What is high productivity and how can we achieve it?
I have been writing articles about improving productivity for the last two or three months. There are often press items about how the UK is suffering from low productivity. Employers are continually being encouraged to do things to improve productivity.
But what does high productivity mean?
What does “high productivity” actually mean?
Essentially, to be highly productive, we need to make the best use of our time and resources.
This does not necessarily mean doing things more quickly. If we rush things and make mistakes, we might need to do them again. So that is not very productive.

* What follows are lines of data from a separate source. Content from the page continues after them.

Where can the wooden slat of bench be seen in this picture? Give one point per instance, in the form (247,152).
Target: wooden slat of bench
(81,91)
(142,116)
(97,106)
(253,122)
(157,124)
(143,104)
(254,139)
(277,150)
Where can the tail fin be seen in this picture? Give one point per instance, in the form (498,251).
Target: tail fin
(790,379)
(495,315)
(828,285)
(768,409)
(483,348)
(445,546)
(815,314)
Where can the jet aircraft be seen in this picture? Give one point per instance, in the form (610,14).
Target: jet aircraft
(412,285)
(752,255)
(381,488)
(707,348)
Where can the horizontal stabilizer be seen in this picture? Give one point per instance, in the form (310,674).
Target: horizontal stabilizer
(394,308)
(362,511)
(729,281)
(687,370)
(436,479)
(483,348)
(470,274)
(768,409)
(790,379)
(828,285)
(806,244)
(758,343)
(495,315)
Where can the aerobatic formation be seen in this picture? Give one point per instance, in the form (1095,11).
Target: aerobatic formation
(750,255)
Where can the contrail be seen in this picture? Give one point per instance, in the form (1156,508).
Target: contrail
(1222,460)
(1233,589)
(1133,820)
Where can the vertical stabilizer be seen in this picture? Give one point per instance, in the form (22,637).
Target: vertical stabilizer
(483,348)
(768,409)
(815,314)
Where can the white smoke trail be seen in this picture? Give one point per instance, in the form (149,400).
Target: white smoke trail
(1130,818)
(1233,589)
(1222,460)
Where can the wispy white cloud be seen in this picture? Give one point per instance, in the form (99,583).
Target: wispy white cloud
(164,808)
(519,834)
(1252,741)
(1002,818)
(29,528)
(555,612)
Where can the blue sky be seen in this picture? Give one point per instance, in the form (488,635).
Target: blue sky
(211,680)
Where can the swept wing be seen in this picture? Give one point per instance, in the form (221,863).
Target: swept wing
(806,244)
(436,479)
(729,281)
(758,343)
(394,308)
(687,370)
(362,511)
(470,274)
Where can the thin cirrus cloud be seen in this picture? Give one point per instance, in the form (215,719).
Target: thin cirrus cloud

Productivity is not about perfection. We might want to be the best at what we do. We might want to manufacture the very best products in our field. Or maybe we want to beat the competition and make our items better than others that are on offer. But being the best may not be productive. It can take a long time to produce something which is better than the competition. Others might be churning out something which is not quite as good, but at a faster rate, or lower cost. So who is then the more productive?
Sometimes “good enough” is good enough
If our products are of a standard which is acceptable and which sells well, then we may not need to produce the very best. Of course, we may want to have a reputation as “the best”. In that case, we need to strive to create perfection. But the majority of businesses can do very well by producing a quality that is good enough, but not perfect.
If we do want to produce premium goods and be known for being “the best”, then our measure of productivity will be different to that of our competitors.
High productivity is not an absolute and is not strictly measurable. It is also something which changes on a daily basis. It depends on a variety of things, only some of which are under our control.
Factors which affect high productivity
Things which affect high productivity are many and varied. If we employ people, then those employees have a large impact on the rate of productivity. If they work quickly and accurately, then the business is more likely to be highly productive. When they are not able to work as speedily as we would like, then they may be less productive.
The availability, cost and quality of raw materials to produce our end goods has a huge impact on the productivity of our business. This may – or may not – be within our control. But how we manage the supply chain is critical. We may need to regularly review our suppliers.
The weather, state of the transport system, global economy, clearly all have an impact. These things affect us all and so our competitors also have to manage these peaks and troughs. But they are often outside our sphere of management.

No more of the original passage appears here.